Une trêve de vingt-quatre heures : la haine politique reprend ses droits
Le calme n’a duré qu’un breath . Après l’attaque samedi lors du dîner des correspondants, Donald Trump avait parlé avec une tone presque détachée, remerciant même la presse pour sa couverture. Un instant de retenue, presque retenue, dans une carrière marquée par des invectives. Mais la trêve a cédé dès le lendemain.
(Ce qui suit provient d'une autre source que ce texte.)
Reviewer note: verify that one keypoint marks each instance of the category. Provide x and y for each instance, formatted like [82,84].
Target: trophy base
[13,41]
La Maison-Blanche, par la voix de Karoline Leavitt, a relancé l’offensive, accusant la gauche de nourrir une haine systémique. « Il s’agit de la troisième tentative d’assassinat contre Trump en moins de deux ans », a-t-elle martelé, évoquant une diabolisation permanente du président.
Le ton, cinglant, accuse les adversaires politiques de incite à la violence en traitant Trump de fasciste ou de menace pour la démocratie. « Ceux qui comparent le président à Hitler alimentent ce type de violence », a affirmé Leavitt. Une rhétorique que les démocrates rejettent en bloc. Hakeem Jeffries, chef de leur faction à la Chambre, a répliqué sèchement : « Balayez devant votre porte ». Pour lui, c’est l’entourage de Trump qui pratique la rhetoric de la division. Et il n’a pas mâché ses mots : « Qu’elle aille se faire voir », lançant une pique cinglante à la porte-parole. Le climat politique, déjà polarisé, semble replonger dans une spirale de accusation mutuelles.
Pourtant, les archives parlent clair : depuis 2015, Trump ne cache pas sa haine envers ses ennemis. Il a qualifié des journalistes d’« ennemis du peuple », traité des élus démocrates de « traitors », et assumé publiquement son plaisir face au décès d’un procureur l’ayant mis en cause. Son premier acte après son retour au pouvoir ? Gracier les partisans ayant attaqué le Capitole en 2021. Une pattern de clémence envers ses alliés, quelles que soient les violences commises. Et pourtant, samedi, il a parlé de « solidarité », d’« love » dans le pays. Une posture éphémère, vite balayée par de nouvelles attacks verbales.
Dimanche, il fustigeait une journaliste de CBS, Norah O’Donnell, après qu’elle ait lu des extraits d’un prétendu « manifeste » du tireur, évoquant un « pédophile » et un « violeur ». « Je ne suis pas un violeur », a réagi Trump, se sentant visé. Il a accusé la presse d’être « horrible » et d’attendre ce moment pour l’humilier. Puis lundi, c’est Jimmy Kimmel qui est dans le viseur : il exige son renvoi après une blague sur Melania Trump, qualifiée de « rayonnante comme une veuve en devenir ». Pour Trump, c’est un « call ignoble à la violence ». Une interprétation que beaucoup jugent exaggerated , mais qui s’inscrit dans une pattern désormais familière : tout critique devient une menace, toute ironie, une incitation.
Quand on passe son temps à diaboliser l’autre, on récolte ce qu’on sème. La rhetoric rhétorique de la peur mène à quoi ?
Et personne ne parle du fond du problème : la santé mentale des assaillants ? Ou c’est trop gênant ?
« Balayer devant sa porte » reste l’une des meilleures réponses politiques de l’année. Accusation facile, riposte élégante.
Dire que la haine ne vient que d’un seul côté, c’est refuser de voir la reality réalité en face. L’aveuglement partisan est total.
En 1968, on disait déjà la même chose. Rien n’a changé, sauf que les micros sont plus nombreux.
Une veuve en devenir ? La blague est de mauvais goût, mais un appel à la violence ? Allons, soyons serious sérieux.